Jesus se apresenta como pastor

No trecho do Evangelho lido neste domingo a comunidade joanina nos apresenta o Cristo como Pastor (Jo 10,11.14), por isso chamamos o domingo de hoje de “Domingo do Bom Pastor”.. Diante dele rezamos pelas vocações. Jesus se apresenta como pastor. O critério que ele mesmo nos oferece é dar a vida. Em nossos serviços pastorais somos chamados a dar a vida e não “se dar bem”. O mercenário corre na hora que mais se precisa  (Jo 10, 12-13) e você? A expressão usada é se importar… e nós nos importamos com aqueles a quem servimos? Qual o lugar que ocupam em nossos projetos de vida?

No tempo de Jesus os pastores eram vistos como gente impura, por que viviam junto as ovelhas e não podiam guardar a pureza (ritual exigida pela religião da época). Se compararmos com um pastor, por mais que demonstre cuidado não é algo tão honroso.

A relação do pastor com suas ovelhas é uma relação de proximidade, de sintonia, de convivência. Aqui reside um desafio para boa parte dos agentes de pastoral: que lugar que Jesus ocupa na minha e na sua vida?
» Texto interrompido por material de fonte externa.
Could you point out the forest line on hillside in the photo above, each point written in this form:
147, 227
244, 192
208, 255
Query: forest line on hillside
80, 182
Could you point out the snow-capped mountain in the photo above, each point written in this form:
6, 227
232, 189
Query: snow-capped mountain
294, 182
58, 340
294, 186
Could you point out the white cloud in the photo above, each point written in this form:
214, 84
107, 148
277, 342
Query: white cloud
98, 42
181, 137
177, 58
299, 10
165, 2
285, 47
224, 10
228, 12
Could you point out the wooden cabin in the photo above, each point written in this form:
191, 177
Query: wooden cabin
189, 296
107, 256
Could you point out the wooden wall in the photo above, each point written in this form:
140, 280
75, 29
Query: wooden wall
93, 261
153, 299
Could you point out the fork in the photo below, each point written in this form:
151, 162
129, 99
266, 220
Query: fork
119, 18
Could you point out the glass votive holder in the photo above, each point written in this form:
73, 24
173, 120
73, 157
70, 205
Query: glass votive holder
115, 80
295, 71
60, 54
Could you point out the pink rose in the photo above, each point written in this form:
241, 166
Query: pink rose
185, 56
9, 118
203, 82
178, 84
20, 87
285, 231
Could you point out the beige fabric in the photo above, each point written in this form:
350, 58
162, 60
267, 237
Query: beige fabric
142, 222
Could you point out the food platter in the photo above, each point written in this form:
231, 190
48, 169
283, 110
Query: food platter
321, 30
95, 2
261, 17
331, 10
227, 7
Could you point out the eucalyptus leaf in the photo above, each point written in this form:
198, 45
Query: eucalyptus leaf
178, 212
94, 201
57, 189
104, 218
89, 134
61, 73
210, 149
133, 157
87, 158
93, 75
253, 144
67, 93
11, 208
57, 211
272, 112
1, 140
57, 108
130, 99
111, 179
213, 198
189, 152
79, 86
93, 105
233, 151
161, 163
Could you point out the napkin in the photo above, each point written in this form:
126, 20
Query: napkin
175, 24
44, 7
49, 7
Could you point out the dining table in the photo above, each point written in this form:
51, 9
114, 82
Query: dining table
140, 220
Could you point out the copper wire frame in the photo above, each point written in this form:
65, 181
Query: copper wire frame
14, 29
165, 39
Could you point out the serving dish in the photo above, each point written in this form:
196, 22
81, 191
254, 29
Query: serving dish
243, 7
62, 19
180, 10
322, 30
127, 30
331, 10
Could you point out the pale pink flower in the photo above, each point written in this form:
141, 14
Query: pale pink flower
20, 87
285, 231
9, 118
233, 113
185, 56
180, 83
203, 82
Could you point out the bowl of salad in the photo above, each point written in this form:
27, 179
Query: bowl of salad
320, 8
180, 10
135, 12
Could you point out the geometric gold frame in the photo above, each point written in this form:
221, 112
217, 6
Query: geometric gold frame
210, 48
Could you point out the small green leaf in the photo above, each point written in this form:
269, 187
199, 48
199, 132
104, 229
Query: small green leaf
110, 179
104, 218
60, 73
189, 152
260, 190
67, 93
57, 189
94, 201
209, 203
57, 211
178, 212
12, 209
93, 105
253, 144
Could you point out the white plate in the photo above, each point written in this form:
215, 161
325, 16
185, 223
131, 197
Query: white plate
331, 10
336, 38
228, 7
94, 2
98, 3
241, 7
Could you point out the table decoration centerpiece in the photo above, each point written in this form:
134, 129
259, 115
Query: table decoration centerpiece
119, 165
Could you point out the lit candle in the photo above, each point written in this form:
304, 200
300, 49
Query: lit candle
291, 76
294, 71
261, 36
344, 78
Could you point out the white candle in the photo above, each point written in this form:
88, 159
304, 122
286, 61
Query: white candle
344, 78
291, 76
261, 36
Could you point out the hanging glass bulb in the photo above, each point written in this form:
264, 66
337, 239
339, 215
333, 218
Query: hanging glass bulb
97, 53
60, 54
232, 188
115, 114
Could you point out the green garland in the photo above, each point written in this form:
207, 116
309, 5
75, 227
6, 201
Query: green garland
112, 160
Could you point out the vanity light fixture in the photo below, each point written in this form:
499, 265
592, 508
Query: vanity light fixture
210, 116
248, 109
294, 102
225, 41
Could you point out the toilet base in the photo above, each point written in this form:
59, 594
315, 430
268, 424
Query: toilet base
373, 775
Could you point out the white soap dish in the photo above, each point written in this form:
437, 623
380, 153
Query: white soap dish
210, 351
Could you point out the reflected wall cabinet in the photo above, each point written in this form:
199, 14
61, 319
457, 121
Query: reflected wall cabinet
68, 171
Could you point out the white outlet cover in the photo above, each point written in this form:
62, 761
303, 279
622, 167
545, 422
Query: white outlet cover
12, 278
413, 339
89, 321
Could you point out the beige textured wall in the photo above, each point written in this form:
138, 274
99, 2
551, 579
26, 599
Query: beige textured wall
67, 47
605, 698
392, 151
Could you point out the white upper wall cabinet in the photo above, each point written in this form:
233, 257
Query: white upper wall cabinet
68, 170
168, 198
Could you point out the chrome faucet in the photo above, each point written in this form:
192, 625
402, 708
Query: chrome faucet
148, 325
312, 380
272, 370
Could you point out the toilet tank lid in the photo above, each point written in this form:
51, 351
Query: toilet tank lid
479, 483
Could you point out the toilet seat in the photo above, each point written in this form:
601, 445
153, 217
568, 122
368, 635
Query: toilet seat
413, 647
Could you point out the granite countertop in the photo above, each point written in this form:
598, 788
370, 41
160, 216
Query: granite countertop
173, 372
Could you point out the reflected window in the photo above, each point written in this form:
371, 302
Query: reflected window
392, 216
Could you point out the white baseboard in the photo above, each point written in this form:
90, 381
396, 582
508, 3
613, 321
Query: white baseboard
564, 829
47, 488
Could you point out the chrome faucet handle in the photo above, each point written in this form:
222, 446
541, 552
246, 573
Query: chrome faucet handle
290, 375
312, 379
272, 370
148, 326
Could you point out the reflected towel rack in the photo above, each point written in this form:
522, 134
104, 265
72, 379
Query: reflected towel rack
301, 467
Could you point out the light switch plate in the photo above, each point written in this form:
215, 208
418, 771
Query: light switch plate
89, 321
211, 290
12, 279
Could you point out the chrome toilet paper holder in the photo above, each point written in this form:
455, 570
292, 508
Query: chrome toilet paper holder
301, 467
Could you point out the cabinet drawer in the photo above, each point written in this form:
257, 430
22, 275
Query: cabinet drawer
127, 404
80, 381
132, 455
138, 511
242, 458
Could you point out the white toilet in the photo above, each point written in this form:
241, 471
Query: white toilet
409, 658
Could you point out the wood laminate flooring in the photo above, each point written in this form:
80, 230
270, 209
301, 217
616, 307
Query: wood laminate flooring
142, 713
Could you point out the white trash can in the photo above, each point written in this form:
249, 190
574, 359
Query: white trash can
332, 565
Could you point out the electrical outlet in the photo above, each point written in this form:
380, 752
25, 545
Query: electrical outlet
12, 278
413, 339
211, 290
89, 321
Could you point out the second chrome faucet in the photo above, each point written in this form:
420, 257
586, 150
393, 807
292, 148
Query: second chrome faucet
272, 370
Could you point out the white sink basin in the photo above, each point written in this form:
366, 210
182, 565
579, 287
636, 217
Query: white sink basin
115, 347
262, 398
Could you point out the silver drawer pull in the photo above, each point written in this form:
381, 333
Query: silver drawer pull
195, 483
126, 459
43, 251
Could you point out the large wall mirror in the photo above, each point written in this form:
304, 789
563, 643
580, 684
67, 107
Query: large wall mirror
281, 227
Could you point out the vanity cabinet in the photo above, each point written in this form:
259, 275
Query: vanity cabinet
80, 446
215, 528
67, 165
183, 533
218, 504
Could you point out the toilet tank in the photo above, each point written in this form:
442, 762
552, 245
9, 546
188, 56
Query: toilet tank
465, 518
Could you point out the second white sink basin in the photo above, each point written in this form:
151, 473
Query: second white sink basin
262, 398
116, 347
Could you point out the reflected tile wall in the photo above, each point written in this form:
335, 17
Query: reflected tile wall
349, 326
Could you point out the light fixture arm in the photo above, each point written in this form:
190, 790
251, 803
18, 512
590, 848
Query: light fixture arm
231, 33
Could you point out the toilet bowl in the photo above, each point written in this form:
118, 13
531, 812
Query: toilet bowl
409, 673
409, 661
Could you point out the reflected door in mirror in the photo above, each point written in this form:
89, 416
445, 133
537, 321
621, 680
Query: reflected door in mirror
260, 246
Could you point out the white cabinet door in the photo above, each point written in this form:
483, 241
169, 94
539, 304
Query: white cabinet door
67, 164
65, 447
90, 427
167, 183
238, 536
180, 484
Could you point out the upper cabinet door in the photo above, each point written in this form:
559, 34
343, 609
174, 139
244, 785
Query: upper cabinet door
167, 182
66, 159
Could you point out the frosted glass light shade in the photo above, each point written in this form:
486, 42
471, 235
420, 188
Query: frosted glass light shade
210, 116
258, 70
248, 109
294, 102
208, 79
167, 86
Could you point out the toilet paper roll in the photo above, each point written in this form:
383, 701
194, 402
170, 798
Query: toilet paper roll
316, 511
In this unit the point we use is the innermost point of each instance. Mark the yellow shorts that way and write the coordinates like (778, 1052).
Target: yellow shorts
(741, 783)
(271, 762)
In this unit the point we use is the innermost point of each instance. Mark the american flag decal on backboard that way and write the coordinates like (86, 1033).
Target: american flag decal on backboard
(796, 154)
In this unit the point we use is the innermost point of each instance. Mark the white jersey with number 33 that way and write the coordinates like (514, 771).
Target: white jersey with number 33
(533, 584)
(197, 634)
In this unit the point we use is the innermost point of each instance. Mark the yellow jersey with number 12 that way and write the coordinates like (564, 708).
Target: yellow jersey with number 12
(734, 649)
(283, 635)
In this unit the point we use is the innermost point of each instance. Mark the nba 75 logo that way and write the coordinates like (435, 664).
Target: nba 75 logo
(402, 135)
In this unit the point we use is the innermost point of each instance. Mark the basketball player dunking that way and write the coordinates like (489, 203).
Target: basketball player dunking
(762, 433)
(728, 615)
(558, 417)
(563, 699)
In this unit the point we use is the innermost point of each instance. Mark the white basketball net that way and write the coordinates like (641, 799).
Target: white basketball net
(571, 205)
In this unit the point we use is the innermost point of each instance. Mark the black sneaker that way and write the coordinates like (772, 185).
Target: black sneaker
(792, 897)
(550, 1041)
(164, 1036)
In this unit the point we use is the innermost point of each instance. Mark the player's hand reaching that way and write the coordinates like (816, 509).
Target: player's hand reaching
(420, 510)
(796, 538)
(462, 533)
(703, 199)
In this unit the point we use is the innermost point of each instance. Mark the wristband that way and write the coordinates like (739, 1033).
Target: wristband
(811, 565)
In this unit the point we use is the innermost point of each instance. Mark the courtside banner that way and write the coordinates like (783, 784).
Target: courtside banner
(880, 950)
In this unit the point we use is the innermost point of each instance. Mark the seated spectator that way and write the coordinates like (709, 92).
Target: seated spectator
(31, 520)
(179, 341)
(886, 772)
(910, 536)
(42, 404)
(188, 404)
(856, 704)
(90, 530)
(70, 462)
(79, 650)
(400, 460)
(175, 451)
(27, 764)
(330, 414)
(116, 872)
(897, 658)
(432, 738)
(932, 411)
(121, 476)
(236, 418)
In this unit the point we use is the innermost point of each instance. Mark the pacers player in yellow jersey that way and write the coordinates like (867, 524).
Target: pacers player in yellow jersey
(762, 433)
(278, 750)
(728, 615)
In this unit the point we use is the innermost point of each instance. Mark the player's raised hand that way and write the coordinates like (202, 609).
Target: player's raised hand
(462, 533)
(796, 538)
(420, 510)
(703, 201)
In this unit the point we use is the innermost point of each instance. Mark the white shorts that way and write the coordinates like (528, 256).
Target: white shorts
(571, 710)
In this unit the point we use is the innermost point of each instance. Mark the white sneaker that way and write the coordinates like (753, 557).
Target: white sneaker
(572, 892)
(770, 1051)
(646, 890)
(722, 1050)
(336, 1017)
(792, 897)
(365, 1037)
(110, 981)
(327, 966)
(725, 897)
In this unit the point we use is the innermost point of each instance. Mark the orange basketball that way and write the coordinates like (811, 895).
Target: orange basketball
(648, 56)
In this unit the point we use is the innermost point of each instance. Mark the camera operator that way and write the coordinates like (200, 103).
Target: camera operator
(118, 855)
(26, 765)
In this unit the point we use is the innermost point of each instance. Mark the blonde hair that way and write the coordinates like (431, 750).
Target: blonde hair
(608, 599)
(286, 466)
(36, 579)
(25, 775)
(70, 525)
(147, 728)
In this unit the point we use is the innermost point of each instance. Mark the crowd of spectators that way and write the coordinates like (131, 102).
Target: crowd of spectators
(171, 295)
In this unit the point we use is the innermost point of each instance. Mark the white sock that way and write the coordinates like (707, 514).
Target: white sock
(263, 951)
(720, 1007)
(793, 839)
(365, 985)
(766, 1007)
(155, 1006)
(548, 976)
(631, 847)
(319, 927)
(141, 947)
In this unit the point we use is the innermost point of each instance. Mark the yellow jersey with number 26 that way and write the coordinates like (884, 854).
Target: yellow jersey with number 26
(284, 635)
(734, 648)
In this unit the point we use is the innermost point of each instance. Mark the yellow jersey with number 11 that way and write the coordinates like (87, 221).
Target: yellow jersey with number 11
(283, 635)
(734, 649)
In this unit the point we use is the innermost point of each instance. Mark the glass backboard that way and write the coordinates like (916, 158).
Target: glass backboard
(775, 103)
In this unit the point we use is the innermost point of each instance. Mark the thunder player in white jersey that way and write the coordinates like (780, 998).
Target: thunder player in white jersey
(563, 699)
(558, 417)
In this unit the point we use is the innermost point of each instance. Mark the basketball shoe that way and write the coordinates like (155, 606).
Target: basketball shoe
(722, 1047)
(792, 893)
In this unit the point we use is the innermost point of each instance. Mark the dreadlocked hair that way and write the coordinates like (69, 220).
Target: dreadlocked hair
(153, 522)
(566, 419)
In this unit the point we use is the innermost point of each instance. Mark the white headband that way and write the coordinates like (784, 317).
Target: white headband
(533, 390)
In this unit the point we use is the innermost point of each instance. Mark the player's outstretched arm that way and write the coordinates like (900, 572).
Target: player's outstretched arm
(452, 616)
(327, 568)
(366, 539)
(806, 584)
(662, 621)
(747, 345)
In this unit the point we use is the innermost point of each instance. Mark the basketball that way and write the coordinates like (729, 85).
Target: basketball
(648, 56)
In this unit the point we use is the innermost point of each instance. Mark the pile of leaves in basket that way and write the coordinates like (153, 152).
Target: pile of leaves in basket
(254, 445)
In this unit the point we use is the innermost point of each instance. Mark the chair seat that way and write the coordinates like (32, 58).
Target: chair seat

É possível dizer que o conhecemos? Como reagimos a sua voz? Você gasta tempo para ouvir e reconhecer a voz do pastor? Aonde é o seu lugar de escuta por excelência? O mestre deu a vida por você. Assim, Jesus é mais do que um exemplo moral, um líder a ser seguido… Nele Deus consuma seu grande ato de amor. Nele Deus revela a minha dignidade, o meu chamado, o sentido da minha vida, por isso a Igreja tem este dia como dia de oração pelas vocações. E falando nisso, Deus te chama a quê? Já pensou nisso?

A reflexão apresentada pela comunidade joanina também é um sinal da universalidade da fé. “Tenho também outras ovelhas que não são deste redil” (Jo 10,16). Por vezes os grupos, pastorais e movimentos eclesiais parece que se sentem “donos de Jesus”. O discurso de algumas pessoas de Igreja, em alguns momentos é excludente. Este também é um domingo para reconhecermos que o Cristo é maior do que os seus discípulos.

O texto lido neste domingo em nossas comunidades termina com uma afirmação do sentido do que se faz, do caminho livremente escolhido. “ninguém toma a minha vida, eu a dou livremente” (Jo 10,18). Será que em meio aos tantos afazeres pastorais, profissionais, pessoais… Eu e você conseguimos dizer o mesmo? Como esta nosso projeto de vida? O domingo do bom pastor é um convite a aderir ao projeto de Cristo, a viver com sentido. Nossas vidas são muito importante para serem tomadas. A vida do discípulo como a vida do mestre deveria ser um ato de entrega.